Table of Contents
Fetching ...

The Feeling of Success: Does Touch Sensing Help Predict Grasp Outcomes?

Roberto Calandra, Andrew Owens, Manu Upadhyaya, Wenzhen Yuan, Justin Lin, Edward H. Adelson, Sergey Levine

TL;DR

The paper tackles predicting grasp outcomes for a two-finger robot gripper by fusing high-resolution GelSight tactile sensing with RGB vision in an end-to-end learning framework. It introduces a late-fusion CNN that computes the grasp-success probability $y=f(x)$ from inputs $x=(I_{RGB}, I_{GelSightL}, I_{GelSightR})$, incorporating temporal cues such as $I_{T_a}$, $I_{T_b}$, and the GelSight difference $I_{T_b}-I_{T_a}$ to produce $y=f(x)$. On a dataset of 9,269 grasps across 106 objects, tactile and visuo-tactile models outperform vision-only baselines, with the full visuo-tactile model achieving the best predictive accuracy. In real-world grasping on 12 unseen objects, the visuo-tactile model achieved 94% success compared to 80% for vision-only, demonstrating practical benefits for grasp planning; the study also discusses limitations and future directions for more efficient tactile integration.

Abstract

A successful grasp requires careful balancing of the contact forces. Deducing whether a particular grasp will be successful from indirect measurements, such as vision, is therefore quite challenging, and direct sensing of contacts through touch sensing provides an appealing avenue toward more successful and consistent robotic grasping. However, in order to fully evaluate the value of touch sensing for grasp outcome prediction, we must understand how touch sensing can influence outcome prediction accuracy when combined with other modalities. Doing so using conventional model-based techniques is exceptionally difficult. In this work, we investigate the question of whether touch sensing aids in predicting grasp outcomes within a multimodal sensing framework that combines vision and touch. To that end, we collected more than 9,000 grasping trials using a two-finger gripper equipped with GelSight high-resolution tactile sensors on each finger, and evaluated visuo-tactile deep neural network models to directly predict grasp outcomes from either modality individually, and from both modalities together. Our experimental results indicate that incorporating tactile readings substantially improve grasping performance.

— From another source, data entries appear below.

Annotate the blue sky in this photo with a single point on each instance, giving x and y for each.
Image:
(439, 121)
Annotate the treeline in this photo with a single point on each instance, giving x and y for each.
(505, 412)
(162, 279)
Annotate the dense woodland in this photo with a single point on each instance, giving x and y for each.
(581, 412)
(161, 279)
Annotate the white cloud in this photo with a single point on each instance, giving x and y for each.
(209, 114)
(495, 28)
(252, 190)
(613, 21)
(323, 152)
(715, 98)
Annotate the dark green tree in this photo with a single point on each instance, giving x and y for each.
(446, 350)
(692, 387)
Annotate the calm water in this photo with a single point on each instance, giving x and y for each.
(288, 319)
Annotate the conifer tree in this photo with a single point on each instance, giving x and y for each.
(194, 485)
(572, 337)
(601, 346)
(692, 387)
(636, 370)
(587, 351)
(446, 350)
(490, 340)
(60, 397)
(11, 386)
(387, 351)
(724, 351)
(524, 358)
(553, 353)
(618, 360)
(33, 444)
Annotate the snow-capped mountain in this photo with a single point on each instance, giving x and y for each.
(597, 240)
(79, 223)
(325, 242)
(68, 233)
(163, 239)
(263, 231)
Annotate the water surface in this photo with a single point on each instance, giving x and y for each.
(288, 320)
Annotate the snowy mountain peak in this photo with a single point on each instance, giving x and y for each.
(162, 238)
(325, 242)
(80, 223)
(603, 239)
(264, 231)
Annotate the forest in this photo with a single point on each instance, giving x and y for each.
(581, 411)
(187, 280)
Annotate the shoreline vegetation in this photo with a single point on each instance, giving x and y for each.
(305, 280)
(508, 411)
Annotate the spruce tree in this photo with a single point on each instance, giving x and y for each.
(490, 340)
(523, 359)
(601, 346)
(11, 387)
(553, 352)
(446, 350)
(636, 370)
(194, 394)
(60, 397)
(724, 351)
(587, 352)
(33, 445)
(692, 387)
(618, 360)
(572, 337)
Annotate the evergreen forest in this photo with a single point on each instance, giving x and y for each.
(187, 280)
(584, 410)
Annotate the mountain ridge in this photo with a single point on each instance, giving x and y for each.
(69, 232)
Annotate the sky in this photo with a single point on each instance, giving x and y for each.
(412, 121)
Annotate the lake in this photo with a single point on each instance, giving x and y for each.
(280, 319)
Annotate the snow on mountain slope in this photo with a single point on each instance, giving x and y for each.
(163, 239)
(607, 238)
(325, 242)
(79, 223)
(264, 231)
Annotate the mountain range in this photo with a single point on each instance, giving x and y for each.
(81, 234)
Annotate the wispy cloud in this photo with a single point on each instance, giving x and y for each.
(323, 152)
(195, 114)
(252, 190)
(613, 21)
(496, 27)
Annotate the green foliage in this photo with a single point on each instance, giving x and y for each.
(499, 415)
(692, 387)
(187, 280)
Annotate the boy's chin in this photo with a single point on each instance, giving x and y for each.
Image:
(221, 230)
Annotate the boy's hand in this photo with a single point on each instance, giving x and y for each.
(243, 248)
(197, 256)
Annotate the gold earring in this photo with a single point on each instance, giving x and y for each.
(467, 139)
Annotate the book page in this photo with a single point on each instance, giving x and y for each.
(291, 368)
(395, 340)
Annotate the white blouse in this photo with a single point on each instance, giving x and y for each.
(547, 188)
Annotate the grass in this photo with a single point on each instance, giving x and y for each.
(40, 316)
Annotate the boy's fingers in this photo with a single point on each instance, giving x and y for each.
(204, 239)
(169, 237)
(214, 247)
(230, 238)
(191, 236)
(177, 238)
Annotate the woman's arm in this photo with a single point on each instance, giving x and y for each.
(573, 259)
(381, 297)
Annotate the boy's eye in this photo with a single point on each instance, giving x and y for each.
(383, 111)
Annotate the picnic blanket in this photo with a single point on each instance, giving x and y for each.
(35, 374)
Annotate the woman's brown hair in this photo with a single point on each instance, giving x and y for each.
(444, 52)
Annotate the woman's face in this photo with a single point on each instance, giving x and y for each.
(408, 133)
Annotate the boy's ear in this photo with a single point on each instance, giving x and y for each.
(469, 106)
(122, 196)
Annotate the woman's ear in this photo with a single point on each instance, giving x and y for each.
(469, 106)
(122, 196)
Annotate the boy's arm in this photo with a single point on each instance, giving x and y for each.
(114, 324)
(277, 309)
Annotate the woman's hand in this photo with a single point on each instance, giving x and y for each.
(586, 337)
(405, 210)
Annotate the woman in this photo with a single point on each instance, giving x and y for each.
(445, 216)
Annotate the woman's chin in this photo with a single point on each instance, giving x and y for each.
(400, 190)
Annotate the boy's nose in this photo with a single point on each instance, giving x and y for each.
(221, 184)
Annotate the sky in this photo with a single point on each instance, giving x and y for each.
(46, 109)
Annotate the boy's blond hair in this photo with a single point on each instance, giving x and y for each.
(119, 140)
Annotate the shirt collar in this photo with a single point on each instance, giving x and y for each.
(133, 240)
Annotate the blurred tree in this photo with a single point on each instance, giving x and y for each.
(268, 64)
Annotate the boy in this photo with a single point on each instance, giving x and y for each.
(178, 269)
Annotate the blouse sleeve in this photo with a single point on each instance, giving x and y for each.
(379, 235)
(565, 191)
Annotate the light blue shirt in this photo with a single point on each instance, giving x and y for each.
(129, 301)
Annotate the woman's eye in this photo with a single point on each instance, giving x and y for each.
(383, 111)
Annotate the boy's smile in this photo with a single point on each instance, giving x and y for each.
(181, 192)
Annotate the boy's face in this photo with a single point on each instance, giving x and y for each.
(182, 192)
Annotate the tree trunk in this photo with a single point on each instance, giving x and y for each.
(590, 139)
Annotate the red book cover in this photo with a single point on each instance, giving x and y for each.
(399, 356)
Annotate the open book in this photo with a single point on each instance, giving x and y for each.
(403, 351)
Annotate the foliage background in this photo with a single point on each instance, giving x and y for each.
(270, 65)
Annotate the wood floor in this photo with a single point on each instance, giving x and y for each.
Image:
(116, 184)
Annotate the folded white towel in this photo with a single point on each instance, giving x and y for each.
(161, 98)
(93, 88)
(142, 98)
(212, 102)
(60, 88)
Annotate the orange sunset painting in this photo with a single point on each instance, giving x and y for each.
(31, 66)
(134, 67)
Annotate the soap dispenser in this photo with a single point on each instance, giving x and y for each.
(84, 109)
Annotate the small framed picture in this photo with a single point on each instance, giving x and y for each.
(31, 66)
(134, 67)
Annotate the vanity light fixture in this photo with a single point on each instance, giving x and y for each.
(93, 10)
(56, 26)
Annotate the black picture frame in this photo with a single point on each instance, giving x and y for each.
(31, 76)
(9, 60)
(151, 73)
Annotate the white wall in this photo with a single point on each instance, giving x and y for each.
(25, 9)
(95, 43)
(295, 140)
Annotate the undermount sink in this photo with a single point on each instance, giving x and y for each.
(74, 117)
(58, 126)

The Feeling of Success: Does Touch Sensing Help Predict Grasp Outcomes?

TL;DR

The paper tackles predicting grasp outcomes for a two-finger robot gripper by fusing high-resolution GelSight tactile sensing with RGB vision in an end-to-end learning framework. It introduces a late-fusion CNN that computes the grasp-success probability from inputs , incorporating temporal cues such as , , and the GelSight difference to produce . On a dataset of 9,269 grasps across 106 objects, tactile and visuo-tactile models outperform vision-only baselines, with the full visuo-tactile model achieving the best predictive accuracy. In real-world grasping on 12 unseen objects, the visuo-tactile model achieved 94% success compared to 80% for vision-only, demonstrating practical benefits for grasp planning; the study also discusses limitations and future directions for more efficient tactile integration.

Abstract

A successful grasp requires careful balancing of the contact forces. Deducing whether a particular grasp will be successful from indirect measurements, such as vision, is therefore quite challenging, and direct sensing of contacts through touch sensing provides an appealing avenue toward more successful and consistent robotic grasping. However, in order to fully evaluate the value of touch sensing for grasp outcome prediction, we must understand how touch sensing can influence outcome prediction accuracy when combined with other modalities. Doing so using conventional model-based techniques is exceptionally difficult. In this work, we investigate the question of whether touch sensing aids in predicting grasp outcomes within a multimodal sensing framework that combines vision and touch. To that end, we collected more than 9,000 grasping trials using a two-finger gripper equipped with GelSight high-resolution tactile sensors on each finger, and evaluated visuo-tactile deep neural network models to directly predict grasp outcomes from either modality individually, and from both modalities together. Our experimental results indicate that incorporating tactile readings substantially improve grasping performance.

Paper Structure

This paper contains 16 sections, 5 figures, 2 tables.

Figures (5)

  • Figure 1: The use of tactile sensors can greatly improve robot grasping capabilities. In our experiments, we used two GelSight sensors mounted on a parallel jaw gripper.
  • Figure 2: Examples of raw tactile data collected by the GelSight for different training objects.
  • Figure 3: Diagram of our visual-tactile multi-modal model. At grasping time (before attempting to lift the object), the RGB images from the front camera and the GelSight sensors images are fed to a deep neural network which predict whether the grasping will be successful or not. In the network, the data from each of the sensors is first passed into a convolutional neural network, and the resulting features are concatenated as the input into a fully-connected network.
  • Figure 4: Chronology of a data collection trial, with the various grasping phases, and the three snapshot points $T_a, T_b, T_c$.
  • Figure 5: Examples of training objects. Overall, 106 objects were used to collect 9269 grasps.